ECLI:NL:RBDHA:2020:15308

Rechtbank Den Haag

Datum uitspraak
3 december 2020
Publicatiedatum
31 januari 2022
Zaaknummer
AWB - 19 _ 6790
Instantie
Rechtbank Den Haag
Type
Uitspraak
Rechtsgebied
Bestuursrecht; Ambtenarenrecht
Procedures
  • Eerste aanleg - enkelvoudig
Rechters
Vindplaatsen
  • Rechtspraak.nl
AI samenvatting door LexboostAutomatisch gegenereerd

Ontslag uit tijdelijke dienst wegens schending geheimhoudingsplicht door ambtenaar

In deze zaak heeft de Rechtbank Den Haag op 3 december 2020 uitspraak gedaan in een geschil tussen eiseres, een ambtenaar, en de staatssecretaris van Financiën. Eiseres had beroep ingesteld tegen twee besluiten van de staatssecretaris, waarbij haar bezwaar tegen een aanstellingsbesluit en een beëindigingsbesluit ongegrond was verklaard. Eiseres was sinds 26 september 2016 werkzaam als bezwaarbehandelaar op basis van detacheringsovereenkomsten en kreeg per 1 maart 2019 een tijdelijke aanstelling.
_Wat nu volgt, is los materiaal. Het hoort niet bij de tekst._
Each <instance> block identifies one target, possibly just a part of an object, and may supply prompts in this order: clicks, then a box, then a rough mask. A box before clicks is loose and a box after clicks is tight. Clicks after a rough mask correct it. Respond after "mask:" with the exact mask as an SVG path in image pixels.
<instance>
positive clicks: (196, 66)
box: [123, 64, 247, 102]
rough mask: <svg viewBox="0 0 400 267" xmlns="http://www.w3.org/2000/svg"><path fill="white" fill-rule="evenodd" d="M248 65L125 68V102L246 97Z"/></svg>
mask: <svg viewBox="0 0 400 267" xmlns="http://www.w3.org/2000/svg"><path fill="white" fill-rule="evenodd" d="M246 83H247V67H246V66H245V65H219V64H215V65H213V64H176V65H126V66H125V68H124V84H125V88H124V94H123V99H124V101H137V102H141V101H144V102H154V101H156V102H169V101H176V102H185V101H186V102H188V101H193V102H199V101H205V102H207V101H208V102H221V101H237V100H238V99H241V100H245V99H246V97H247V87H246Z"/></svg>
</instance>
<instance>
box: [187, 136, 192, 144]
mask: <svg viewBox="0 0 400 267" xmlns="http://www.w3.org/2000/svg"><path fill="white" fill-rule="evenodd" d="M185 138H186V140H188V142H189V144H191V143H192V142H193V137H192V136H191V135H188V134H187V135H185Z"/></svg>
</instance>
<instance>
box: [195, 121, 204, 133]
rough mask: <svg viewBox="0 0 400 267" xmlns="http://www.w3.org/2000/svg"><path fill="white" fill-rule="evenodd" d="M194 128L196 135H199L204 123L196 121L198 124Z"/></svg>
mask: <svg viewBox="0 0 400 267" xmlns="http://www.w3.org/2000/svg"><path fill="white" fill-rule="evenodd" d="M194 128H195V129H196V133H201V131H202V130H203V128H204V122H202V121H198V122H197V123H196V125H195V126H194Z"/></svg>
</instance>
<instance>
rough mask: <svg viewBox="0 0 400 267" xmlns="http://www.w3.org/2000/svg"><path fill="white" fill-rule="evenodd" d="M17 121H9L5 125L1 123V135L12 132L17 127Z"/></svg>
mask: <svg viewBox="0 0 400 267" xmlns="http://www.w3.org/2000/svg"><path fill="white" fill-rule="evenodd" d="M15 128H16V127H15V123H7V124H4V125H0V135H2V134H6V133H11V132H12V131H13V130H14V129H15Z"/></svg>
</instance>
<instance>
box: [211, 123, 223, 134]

Na een schending van de geheimhoudingsplicht, waarbij eiseres gegevens uit de systemen van de Belastingdienst voor privédoeleinden had gebruikt, werd haar tijdelijke aanstelling per direct beëindigd. De rechtbank oordeelde dat de staatssecretaris terecht had besloten tot beëindiging van de aanstelling, omdat het vertrouwen in eiseres onherstelbaar was beschadigd. Eiseres voerde aan dat zij recht had op een vaste aanstelling en dat de geheimhoudingsplicht niet was geschonden, maar de rechtbank volgde haar niet in deze stellingen. De rechtbank concludeerde dat er geen sprake was van opvolgend werkgeverschap en dat de beëindiging van de aanstelling op redelijke gronden was gebaseerd. De beroepen van eiseres werden ongegrond verklaard.

Uitspraak

RECHTBANK DEN HAAG

Bestuursrecht
zaaknummers: SGR 19/6790 en SGR 19/5444

uitspraak van de enkelvoudige kamer van 3 december 2020 in de zaken tussen

[eiseres] , te [woonplaats] , eiseres

(gemachtigde: mr. M.R. Hoendermis),
en

de staatssecretaris van Financiën, verweerder

(gemachtigde: mr. W. Brummer).

Procesverloop

Eiseres heeft beroep ingesteld tegen het bestreden besluit van 8 juli 2019 (het bestreden besluit I), waarbij het bezwaar tegen het besluit van 4 maart 2019 (het aanstellingsbesluit) ongegrond is verklaard en het bestreden besluit van 16 september 2019 (het bestreden besluit II), waarbij het bezwaar tegen de beëindiging van haar tijdelijke aanstelling per 9 mei 2019 ongegrond is verklaard (het beëindigingsbesluit).
Verweerder heeft in beide zaken een verweerschrift ingediend.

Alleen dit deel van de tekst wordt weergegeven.